5 Comments on “How to increase commuting by bicycle”

  1. Benno Spearritt says:

    Getting off topic from the focus of this blog:

    For safety and psychology, cars need to be separated from bicycles which in turn need to be separated from pedestrian traffic.

    A walk through the Parkville campus of the University of Melbourne involves a head check every time you want to “change lanes” or alter course in any way. The less conscientious pedestrians create problems when they fail to do this. Then again stupid buggers shouldn’t be riding on the campus proper anyway.

    Also bicycle lanes are a poor compromise. They don’t make things much safer on what they could be. Particularly as most of them put cyclists into the door zone of parked cars. Smart cyclists ride in the middle of the main lane.

    Brisbane has a fantastic network of bicycle lanes to separate cars from bikes. They also have an incredibly strong bicycle lobby unlike Melbourne and Sydney.

    Am I allowed to mention Sydney here? Or doesn’t it exist as far as this blog is concerned?

  2. ajh says:

    An interesting couple of articles on cycling Alan. I m certainly in your demographic, living and working in the NW suburbs of Melbourne, and am an occassional cyclist to work. My route to work is mainly bike track, and is 14km (smack on your average!) rather than 8km by road. This though is a good thing, an 8km commute by bike for me is too short to gain any exercise benefit and I will often cycle an extra loop of 8km to get a reasonable 20+km cycle in.

    Helmet wise I disagree, and think they need to remain compulsory. I cannot understand why anyone would not want to wear one.

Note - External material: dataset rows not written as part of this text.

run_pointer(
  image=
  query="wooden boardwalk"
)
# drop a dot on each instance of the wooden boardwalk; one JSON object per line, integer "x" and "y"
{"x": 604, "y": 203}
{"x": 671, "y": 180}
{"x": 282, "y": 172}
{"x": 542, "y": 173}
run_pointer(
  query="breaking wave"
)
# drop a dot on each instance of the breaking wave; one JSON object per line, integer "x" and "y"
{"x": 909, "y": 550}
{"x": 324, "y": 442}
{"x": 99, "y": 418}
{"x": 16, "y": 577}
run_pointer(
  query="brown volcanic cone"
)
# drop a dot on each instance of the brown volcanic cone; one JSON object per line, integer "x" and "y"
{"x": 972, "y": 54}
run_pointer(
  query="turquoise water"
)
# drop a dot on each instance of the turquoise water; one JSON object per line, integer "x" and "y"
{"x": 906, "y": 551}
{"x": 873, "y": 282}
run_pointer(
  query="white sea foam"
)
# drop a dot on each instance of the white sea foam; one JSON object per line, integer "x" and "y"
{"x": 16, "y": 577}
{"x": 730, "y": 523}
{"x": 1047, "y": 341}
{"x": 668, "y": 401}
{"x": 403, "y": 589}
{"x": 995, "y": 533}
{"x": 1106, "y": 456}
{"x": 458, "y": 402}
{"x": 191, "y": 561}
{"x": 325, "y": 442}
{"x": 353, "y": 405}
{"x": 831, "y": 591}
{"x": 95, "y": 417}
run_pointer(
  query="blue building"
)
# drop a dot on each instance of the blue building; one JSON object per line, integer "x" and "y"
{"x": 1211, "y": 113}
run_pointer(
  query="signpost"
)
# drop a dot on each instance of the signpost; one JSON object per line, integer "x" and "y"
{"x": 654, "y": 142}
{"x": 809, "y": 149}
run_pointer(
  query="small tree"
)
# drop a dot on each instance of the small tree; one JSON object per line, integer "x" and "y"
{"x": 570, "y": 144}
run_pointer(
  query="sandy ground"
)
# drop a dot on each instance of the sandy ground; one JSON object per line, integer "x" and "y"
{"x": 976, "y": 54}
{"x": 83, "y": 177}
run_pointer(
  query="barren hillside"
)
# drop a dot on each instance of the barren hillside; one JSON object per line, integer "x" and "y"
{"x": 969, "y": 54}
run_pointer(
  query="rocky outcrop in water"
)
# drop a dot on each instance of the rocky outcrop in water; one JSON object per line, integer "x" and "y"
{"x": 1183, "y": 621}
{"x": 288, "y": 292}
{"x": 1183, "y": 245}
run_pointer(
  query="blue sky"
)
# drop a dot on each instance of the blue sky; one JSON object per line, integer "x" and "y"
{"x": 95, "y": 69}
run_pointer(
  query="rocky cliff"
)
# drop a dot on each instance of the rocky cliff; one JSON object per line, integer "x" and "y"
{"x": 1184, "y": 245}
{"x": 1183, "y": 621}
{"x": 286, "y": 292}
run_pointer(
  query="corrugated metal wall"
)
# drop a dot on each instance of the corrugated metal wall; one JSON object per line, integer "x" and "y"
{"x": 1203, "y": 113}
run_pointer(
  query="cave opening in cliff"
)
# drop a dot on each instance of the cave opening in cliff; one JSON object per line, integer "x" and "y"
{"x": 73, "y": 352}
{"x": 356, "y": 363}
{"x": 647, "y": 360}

    I agree with the previous poster about bicycle lanes, they are a poor compromise, and on this side of town are more often than not full of glass and other debris.

    Not sure about the idea of “cycle streets”. It may just be another way to piss off local residents and turn the general population even more against cyclists. Apparently we are already the most unpopular road users!

    Love your blog by the way!

  3. […] be needed to overcome the deterrents to commuting by bicycle in the suburbs. EDIT: see second post here. Possibly related posts: (automatically generated)WE’RE GOING TO BE DRIVING FOR A LONG TIME […]

  4. hammer says:

    Melbourne’s transport modes do not connect. Having large-scale Netherlands-style bike cages at train stations would increase bike commuting throughout the metro area. The current locker system is available to only a couple of hundred commuters and, I believe, the cost of these is around $2500 a unit. To me, spending less than $10,000 a bike (at currently totally inadequate projected public bike hire rates) for thousands of potential hires a year makes much more sense than spending so much on so few.

    Tremendous idea of 30kmh limits for cycle routes and in the CBD too: for cyclists and cars. Bring on ROW for bikes on trails (I regularly see dozens of cyclists backed up waiting on the Capital trail for the odd rat-running car on Bowen Cresc), and the building of more direct cycle routes (through parks too…).

    There’s loads of public space for expansion of bike lanes: Melbourne is one of the few cities to still provide on-road parking for cars. Elsewhere it is seen as relatively uncontroversial that cars have to pay for the public space they use.

  5. Dan says:

    I would like to encorage you all to stay off public roads with your bikes. Bikes belong in parks and on sidewalks not on roads. I wish to no longer see you on the road. I am tired of sharing the road with you.